Experiment 014: Writer Connection Tuning

Date: 2026-04-07

Status: Partially accepted

Commit:4c368a6

Hypothesis

Three write-path optimizations could reduce per-write overhead:

  1. PRAGMA locking_mode=EXCLUSIVE on the writer — skip shm file operations
  2. BEGIN IMMEDIATE instead of BEGIN — avoid lock-upgrade path
  3. Remove sqlite3_clear_bindings — redundant when all params are rebound

Results

locking_mode=EXCLUSIVE — REJECTED

Setting PRAGMA locking_mode=EXCLUSIVE on the writer causes SQLITE_BUSY (error 5) on all reader connections. Despite research suggesting WAL mode allows concurrent readers with an exclusive writer, the reality is that EXCLUSIVE locking mode holds the file lock permanently, blocking all other connections.

This is incompatible with our reader pool architecture.
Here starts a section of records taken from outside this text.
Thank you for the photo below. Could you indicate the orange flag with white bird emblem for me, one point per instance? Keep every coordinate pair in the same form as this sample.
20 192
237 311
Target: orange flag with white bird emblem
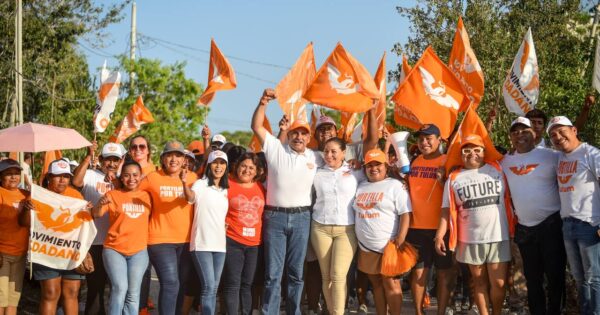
290 89
430 94
220 75
465 66
343 84
137 116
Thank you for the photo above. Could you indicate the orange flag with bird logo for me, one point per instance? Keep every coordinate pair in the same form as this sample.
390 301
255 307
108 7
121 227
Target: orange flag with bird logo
430 94
343 84
290 89
137 116
255 145
465 66
220 75
471 125
380 112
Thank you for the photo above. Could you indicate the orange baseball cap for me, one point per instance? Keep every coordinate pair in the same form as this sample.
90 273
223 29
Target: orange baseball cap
472 139
375 155
196 147
299 124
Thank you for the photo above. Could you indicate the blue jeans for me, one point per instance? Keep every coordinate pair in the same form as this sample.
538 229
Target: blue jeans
173 265
285 239
582 245
125 274
209 266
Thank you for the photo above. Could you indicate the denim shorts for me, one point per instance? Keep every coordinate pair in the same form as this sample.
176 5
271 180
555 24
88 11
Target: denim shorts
41 272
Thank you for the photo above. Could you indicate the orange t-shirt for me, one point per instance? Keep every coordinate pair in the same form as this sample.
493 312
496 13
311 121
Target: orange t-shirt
171 216
128 214
14 238
244 216
426 210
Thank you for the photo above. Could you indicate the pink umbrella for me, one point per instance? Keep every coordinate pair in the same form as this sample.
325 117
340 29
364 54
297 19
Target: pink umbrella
31 137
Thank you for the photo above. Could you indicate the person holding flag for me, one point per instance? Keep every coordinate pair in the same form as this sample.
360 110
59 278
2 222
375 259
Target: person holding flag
56 284
13 237
93 184
125 256
426 191
477 211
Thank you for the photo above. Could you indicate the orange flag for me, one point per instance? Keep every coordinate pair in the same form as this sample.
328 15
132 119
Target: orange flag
220 75
255 145
430 94
137 116
465 66
380 115
290 89
470 125
343 83
49 157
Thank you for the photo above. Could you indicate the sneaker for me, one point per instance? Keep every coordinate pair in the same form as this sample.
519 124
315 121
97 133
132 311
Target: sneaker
362 309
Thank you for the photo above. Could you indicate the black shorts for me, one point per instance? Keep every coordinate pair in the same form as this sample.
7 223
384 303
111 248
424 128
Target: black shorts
422 240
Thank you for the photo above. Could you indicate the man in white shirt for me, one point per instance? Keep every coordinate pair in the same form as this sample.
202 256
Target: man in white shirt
94 183
531 172
578 173
286 222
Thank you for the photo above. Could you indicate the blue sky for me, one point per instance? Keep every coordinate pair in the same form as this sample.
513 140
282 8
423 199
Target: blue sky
267 31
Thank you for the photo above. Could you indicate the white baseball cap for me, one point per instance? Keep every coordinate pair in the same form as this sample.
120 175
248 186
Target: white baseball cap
558 121
217 154
113 149
59 167
521 121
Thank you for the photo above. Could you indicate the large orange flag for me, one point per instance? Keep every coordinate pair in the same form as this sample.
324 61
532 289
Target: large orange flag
220 75
465 66
430 94
380 115
290 89
254 143
49 157
343 83
137 116
471 125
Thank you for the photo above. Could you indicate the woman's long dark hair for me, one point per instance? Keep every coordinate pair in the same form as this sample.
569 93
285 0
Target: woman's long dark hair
223 183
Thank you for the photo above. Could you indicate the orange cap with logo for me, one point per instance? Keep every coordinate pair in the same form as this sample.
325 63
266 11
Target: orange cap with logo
300 124
375 155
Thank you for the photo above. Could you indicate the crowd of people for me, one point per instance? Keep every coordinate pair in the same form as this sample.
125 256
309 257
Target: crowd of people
216 220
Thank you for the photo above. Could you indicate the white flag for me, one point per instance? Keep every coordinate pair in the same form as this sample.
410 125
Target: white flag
596 77
62 230
521 87
107 97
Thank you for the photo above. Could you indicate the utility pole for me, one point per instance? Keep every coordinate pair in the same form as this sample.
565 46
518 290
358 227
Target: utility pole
132 45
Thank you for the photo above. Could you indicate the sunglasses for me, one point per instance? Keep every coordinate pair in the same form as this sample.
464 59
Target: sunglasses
467 151
140 147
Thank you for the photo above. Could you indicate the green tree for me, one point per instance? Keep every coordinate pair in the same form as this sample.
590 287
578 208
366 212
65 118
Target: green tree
562 40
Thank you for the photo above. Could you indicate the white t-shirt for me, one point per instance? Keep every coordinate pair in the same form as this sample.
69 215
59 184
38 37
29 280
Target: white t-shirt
291 174
335 191
94 187
210 210
377 207
479 198
577 174
532 180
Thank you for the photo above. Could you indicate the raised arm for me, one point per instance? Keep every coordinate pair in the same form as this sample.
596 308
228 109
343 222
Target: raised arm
258 118
79 172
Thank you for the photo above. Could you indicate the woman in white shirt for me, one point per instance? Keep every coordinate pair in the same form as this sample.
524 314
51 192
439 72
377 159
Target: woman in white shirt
382 207
208 241
332 233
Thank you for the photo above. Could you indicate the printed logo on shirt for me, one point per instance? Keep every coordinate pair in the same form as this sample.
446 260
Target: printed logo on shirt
171 191
566 170
523 169
248 209
133 210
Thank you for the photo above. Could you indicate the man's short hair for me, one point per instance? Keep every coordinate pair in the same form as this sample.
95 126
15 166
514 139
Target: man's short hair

Reverted immediately.

BEGIN IMMEDIATE — ACCEPTED

Changed BEGIN to BEGIN IMMEDIATE in both resqlite_run_batch (C) and the writer isolate's pre-allocated transaction strings (Dart). Acquires the write lock upfront instead of deferring to the first write statement. Since our writer is the only connection that writes, the lock is always available.

Theoretically avoids the lock-upgrade path inside SQLite's pager, but benchmark impact was within noise.

Remove sqlite3_clear_bindings — ACCEPTED

Removed all 4 sqlite3_clear_bindings calls:

sqlite3_clear_bindings sets all parameters to NULL. Since bind_params immediately rebinds every slot, the clear is pure waste — looping through all parameters to null them before overwriting.

Benchmark

Comparison vs isLeaf baseline: 0 wins, 3 regressions (all within noise — 10μs on batch 100, run-to-run I/O variance on batch 10k, and an unrelated read fluctuation). No measurable improvement or degradation.

The changes are theoretically correct (less work per query) but too small to measure against I/O noise in write benchmarks.